On this coming Sunday, March 25, Christians will celebrate what has become commonly known as “Palm Sunday.” Palm Sunday recognizes the day Jesus rode towards Jerusalem on the foal of a donkey while people laid palm branches on the ground before Him, and the crowd hailed Him as God’s Messiah.
The disciples “brought the donkey and the colt, placed their cloaks on them, and Jesus sat on them. A very large crowd spread their cloaks on the road, while others cut branches from the trees and spread them on the road. The crowds that went ahead of him and those that followed shouted,
“Hosanna to the Son of David!”
“Blessed is he who comes in the name of the Lord!”
“Hosanna in the highest!”
When Jesus entered Jerusalem, the whole city was stirred and asked, “Who is this!” The crowds answered, “This is Jesus, the prophet from Nazareth in Galilee.” (Matt. 21:7-11)

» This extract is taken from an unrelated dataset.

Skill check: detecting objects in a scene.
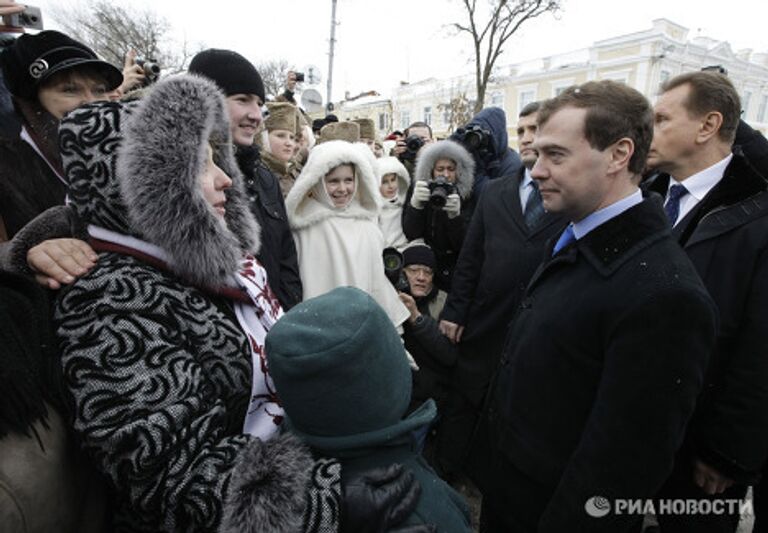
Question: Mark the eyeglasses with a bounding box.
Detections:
[403,265,434,276]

This happened on the Sunday before Jesus was crucified. And, not incidentally, Jesus’ triumphal entry into Jerusalem occurred on the Jewish calendar date of the 10th day of Nisan.
To a typical gentile Christian, the date of Nisan 10, could seem insignificant – but not to a first century Jew. This was a highly important date on their calendar. For, it was God’s chosen date of the year for the selection of the Passover lamb.
“The LORD said to Moses and Aaron in Egypt, ‘This month is to be for you the first month, the first month of your year. Tell the whole community of Israel that on the tenth day of this month each man is to take a lamb for his family, one for each household” (Exod. 12:1-3). This lamb was to become their Passover lamb.
God had given specific requirements for observing Passover. And one of the requirements for observing Passover was in selecting an acceptable Passover lamb on a specific date. That is why Nisan 10, for early Jews, was known as “lamb selection day.”
When selecting their Passover lamb, it couldn’t be just any animal. This was to be a sacrificial lamb that must meet all God’s required qualifications for a Passover lamb. It had to be a chosen animal that would pass a thorough inspection to ascertain there were no visible signs of disease, scabs, sores, deformities, undernourishment, etc. The Passover lamb couldn’t even have a small blemish, or it would be dismissed as unacceptable. The sacrificial lamb was to be totally “without defect” of any sort.
This Passover lamb without blemish was giving a portrayer of what Christ would fulfill by giving His life “as a ransom for many” on a cross at Calvary. Jesus was the true “Lamb of God, who takes away the sin of the world!” (John 1:29).
It’s important first to note that when Jesus rode into Jerusalem while the crowd praised His worthiness, it was on “lamb selection day” because God was working His plan for the salvation of man, even though the crowd was oblivious to what was right in front of them. That is, the true fulfillment of the Passover Lamb was in Jesus of Nazareth.
As the people shouted their praises of His worthiness and specifically called Him by the Messianic title of “Son of David,” they were actually examining Jesus and acknowledging Him as “Christ, our Passover lamb” (1 Cor. 5:8).
The necessity of a Passover lamb to be “without defect” points to the perfection of Jesus Christ. “He committed no sin, and no deceit was found in his mouth” (1 Pet. 2:22). “God made him who had no sin to be sin for us, so that in him we might become the righteousness of God” (2 Cor. 5:21).
Jesus became the worthy Passover Lamb, who laid down His life for the redemption of men’s sins.
“For you know that it was not with perishable things such as silver or gold that you were redeemed from the empty way of life handed down to you from your forefathers, but with the precious blood of Christ, a lamb without blemish or defect. He was chosen before the creation of the world” (1 Pet. 1:18-19).